Framing his mocking and comical treatment of the subject of his poem in the heroic stanza form enables Rochester to give two edges to his satire. He mocks the language and attitudes of conventional heroic verse and at the same time mocks the wanton, decidedly unheroic society depicted in his poem.

The notion that the social and the amatory are essentially combative and akin to war is a common theme in Rochester’s poetry, particularly in his satires, lampoons, and bawdy verses. “Insulting Beauty” describes a beautiful woman as “killing fair” (“fair” here meaning lovely rather than just), with “conquering eyes” that enslave the admiring speaker. “While on those Lovely Looks” offers a similar view of love, in which the battle between the lovers ends with the paradox that “The victor lives with empty pride,/ The vanquished die with pleasure.”

This outlook is partly a romantic convention, in which the lover is struck and wounded by Cupid’s arrow and whose life thenceforth is at the disposal of the beloved. Another source of Rochester’s particular perspective on the combative nature of love and social relations is the cynicism common to the literary wits of Charles II’s court, which can also be found in Restoration comedies such as George Etherege’s The Man of Mode (1676) and William Congreve’s The Way of the World (1700). This cynicism is partly a result of the intellectual climate of the times and partly a fashionable literary affectation.

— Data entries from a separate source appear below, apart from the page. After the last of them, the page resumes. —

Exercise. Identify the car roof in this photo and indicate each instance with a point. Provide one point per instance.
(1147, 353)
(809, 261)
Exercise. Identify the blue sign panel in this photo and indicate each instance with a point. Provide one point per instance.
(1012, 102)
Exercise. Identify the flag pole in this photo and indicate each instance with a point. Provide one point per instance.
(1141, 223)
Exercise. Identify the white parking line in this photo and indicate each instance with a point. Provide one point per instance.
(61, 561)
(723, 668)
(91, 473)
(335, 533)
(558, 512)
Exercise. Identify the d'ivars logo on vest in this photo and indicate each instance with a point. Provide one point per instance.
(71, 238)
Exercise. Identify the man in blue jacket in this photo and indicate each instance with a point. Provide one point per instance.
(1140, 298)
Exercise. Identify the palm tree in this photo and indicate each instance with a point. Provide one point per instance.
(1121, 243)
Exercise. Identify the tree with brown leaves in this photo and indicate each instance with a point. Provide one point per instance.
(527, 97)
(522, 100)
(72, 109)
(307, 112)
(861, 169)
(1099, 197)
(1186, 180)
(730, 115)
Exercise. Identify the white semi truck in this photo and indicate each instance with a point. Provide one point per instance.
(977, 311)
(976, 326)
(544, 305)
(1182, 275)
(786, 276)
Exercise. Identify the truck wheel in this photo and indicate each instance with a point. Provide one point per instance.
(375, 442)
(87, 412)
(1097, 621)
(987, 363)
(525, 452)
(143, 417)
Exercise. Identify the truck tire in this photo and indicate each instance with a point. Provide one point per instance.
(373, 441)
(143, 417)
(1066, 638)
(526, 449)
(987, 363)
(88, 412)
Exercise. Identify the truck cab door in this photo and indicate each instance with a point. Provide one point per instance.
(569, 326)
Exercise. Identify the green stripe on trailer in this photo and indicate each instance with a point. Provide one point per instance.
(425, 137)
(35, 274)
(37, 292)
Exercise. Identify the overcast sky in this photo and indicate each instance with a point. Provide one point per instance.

Rochester’s poetry, however, has a dark and ambivalent side that sets it apart from other conventionally cynical and satirical works of his day. Rochester’s psyche seems to have contained an element of nihilism and a genuine hatred and contempt for humankind’s flaws that show through even in his lighter satires. Paradoxically, his poems also exhibit an uncommonly exuberant relish for the very vices he deplores. In “The Disabled Debauchee,” Rochester exhibits this paradoxical tendency to celebrate and condemn vice in equal measure. He clearly scorns the companions of the “brave Admiral” who can so easily be encouraged to attack people and destroy property. Yet part of Rochester is the “brave admiral”; biographical details of Rochester’s life show him as a rioter and reveler of the same cloth as the ones he mocks in his poem, and within the poem itself one senses that he takes some pleasure in describing the mischief and vice. He seems to feel keenly that the mind and the emotions or senses are frequently at odds and that human nature has several conflicting sides, and many of his poems are expressions of this ambivalence. In “Absent from Thee I Languish Still,” for example, the speaker upbraids himself for his infidelities, which cause heartache not only to his mistress but to himself as well, yet he acknowledges his inability to remain faithful and predicts that he will die miserably in the arms of another.

In “The Disabled Debauchee,” the narrator speaks fondly of love and wine and claims that the joy of debauchery is worth the attendant “scars,” but the depictions of many of the scenes are deliberately and brutally ugly. Rochester cannot wholeheartedly enjoy or condemn the society he satirizes; the scenes he describes simultaneously attract and repel him. “The Disabled Debauchee” shows Rochester as a realist who understands man’s self-contradictory impulses and the complexity of human nature.